1. Susan Block-Lieb wrote an article just about the time I was designing my program that reviewed the existing pro-bono and other free bankruptcy representation programs. Our clinic was not mentioned due to the fact that neither Susan nor I was aware of the work the other was engaged in, and our efforts were taking place essentially concurrently. Susan Block-Lieb, "The Need For Pro Bono Assistance of Needy Consumer Debtors in Bankruptcy," 2 Am. Bankr. Inst. L. Rev.37 (1994).
2. The Brooklyn Bar Association has a project staffed by volunteer attorneys through which debtors can obtain pro-bono representation. The qualifying requirements are essentially the same as those applied in the Legal Aid office. For an individual, the income ceiling is $10,000 per year. The Brooklyn Law School Clinic has accepted several clients through referrals from these two offices. However, we do not apply these income guidelines, so our clients may also include individuals who would not be accepted in either of the above mentioned programs.
3. By design, I limited the type of representation the clinic would offer.
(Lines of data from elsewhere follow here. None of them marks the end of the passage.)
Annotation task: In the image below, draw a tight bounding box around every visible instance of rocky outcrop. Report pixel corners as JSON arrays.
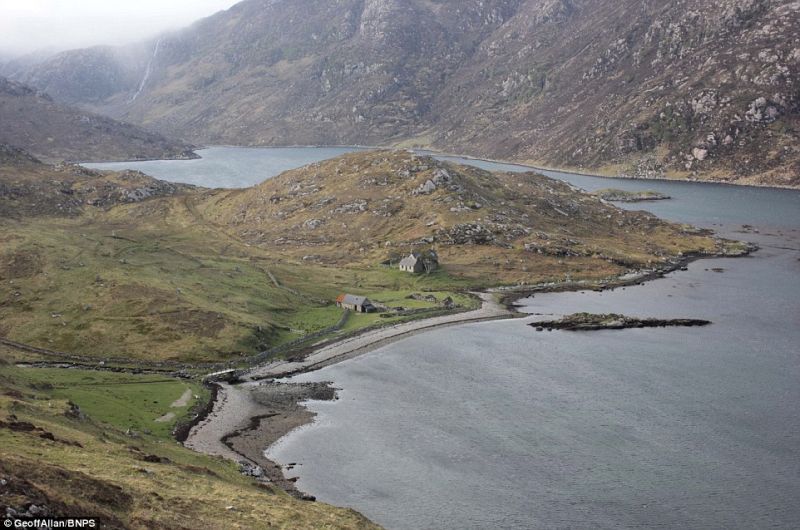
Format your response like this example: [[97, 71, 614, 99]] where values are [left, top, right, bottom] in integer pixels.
[[0, 77, 197, 163], [9, 0, 800, 187], [529, 313, 711, 331]]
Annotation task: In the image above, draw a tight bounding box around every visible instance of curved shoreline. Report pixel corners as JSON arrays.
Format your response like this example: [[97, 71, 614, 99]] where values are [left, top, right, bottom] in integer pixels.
[[184, 246, 757, 500], [183, 292, 517, 492]]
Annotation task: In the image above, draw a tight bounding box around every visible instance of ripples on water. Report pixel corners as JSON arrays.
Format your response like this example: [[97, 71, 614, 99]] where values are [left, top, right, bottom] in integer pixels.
[[86, 146, 800, 529]]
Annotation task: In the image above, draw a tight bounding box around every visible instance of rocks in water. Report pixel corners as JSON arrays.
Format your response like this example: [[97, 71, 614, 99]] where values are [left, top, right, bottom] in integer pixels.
[[239, 460, 264, 478], [529, 313, 711, 331], [592, 189, 672, 202]]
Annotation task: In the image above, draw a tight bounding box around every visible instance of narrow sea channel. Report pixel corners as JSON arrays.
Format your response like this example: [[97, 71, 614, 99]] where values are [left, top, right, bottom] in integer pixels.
[[86, 148, 800, 529]]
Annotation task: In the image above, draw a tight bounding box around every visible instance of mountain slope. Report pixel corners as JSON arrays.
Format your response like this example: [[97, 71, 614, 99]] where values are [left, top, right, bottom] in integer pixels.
[[198, 151, 736, 278], [9, 0, 800, 186], [0, 77, 196, 161], [0, 151, 736, 362]]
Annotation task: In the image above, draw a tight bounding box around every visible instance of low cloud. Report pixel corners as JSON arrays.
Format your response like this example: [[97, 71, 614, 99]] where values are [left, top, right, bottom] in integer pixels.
[[0, 0, 238, 56]]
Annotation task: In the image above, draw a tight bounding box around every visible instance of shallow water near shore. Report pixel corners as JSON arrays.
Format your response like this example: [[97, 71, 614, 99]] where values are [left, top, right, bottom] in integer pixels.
[[84, 148, 800, 529]]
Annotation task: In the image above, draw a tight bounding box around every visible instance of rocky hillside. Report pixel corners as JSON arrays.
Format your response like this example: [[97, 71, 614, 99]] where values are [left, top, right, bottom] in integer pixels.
[[0, 147, 736, 362], [0, 144, 194, 219], [198, 151, 732, 283], [0, 77, 196, 162], [9, 0, 800, 186]]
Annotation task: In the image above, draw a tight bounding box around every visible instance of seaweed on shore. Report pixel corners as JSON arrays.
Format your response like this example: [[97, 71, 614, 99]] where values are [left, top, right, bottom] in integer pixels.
[[530, 313, 711, 331]]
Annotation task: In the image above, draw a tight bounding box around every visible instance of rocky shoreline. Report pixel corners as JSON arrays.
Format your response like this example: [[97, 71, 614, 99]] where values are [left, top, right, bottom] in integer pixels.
[[181, 293, 518, 500], [528, 313, 711, 331], [185, 239, 757, 500]]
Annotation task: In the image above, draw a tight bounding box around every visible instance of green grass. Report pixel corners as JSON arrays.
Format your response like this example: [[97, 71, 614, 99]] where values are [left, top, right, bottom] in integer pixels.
[[0, 212, 484, 361], [0, 366, 208, 439]]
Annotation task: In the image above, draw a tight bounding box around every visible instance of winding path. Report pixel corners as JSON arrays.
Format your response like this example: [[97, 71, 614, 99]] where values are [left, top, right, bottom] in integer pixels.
[[245, 293, 512, 380]]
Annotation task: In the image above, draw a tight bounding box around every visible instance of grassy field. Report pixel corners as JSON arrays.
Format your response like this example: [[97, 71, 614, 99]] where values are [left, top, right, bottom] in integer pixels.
[[5, 368, 208, 440], [0, 204, 476, 361], [0, 347, 373, 529]]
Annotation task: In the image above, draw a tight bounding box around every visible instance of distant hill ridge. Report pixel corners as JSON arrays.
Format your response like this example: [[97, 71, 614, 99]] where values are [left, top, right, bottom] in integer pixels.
[[7, 0, 800, 186]]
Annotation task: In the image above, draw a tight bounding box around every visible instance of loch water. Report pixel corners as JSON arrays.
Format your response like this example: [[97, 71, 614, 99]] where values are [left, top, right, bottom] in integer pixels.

To maximize the opportunities for client contact I had to avoid protracted civil litigation. This design choice is one that has both benefits and costs.
4. Clients and students both are apt in the beginning to accept as a "goal" the desire to "file for bankruptcy." Through my prodding and questioning of the students, I urge them to get beyond that potential "solution" to probe for the actual goal. Is it to protect income and assets; to end creditor harassment from phone calls and letters; to relieve the moral guilt and psychological stress of being in debt; etc.? The predetermination by the client, without legal counseling, that bankruptcy will help her reach one of these goals may be incorrect.
5. The cost of a stamp rather than the $200 filing fee presently in effect in New York. There is presently no in forma pauperis fee waiver provision available for bankruptcy cases, though there was such a provision (experimental) when the clinic first operated.
6. If the client is engaged in illegal activity of any type, there is of course already a risk of legal consequences. However, to essentially document the situation through a filing with a federal court would probably highly increase the chances of discovery.
7. It is unbelievably easy for people with limited income to obtain credit cards with relatively high credit lines. Many of our clients have been living on fixed incomes for a long time and have obtained cards legitimately during that time. For them, the choice between incurring further debt or going without daily essentials is a very harsh one, and, particularly when children are involved, debt is the chosen evil.
8. This area of counseling is within the sphere of another related movement encompassed within the term Therapeutic Jurisprudence. By considering the impact on the client's overall welfare, not just her legal rights and outcomes, we are teaching students to consider the therapeutic and non-therapeutic possibilities of the legal action taken.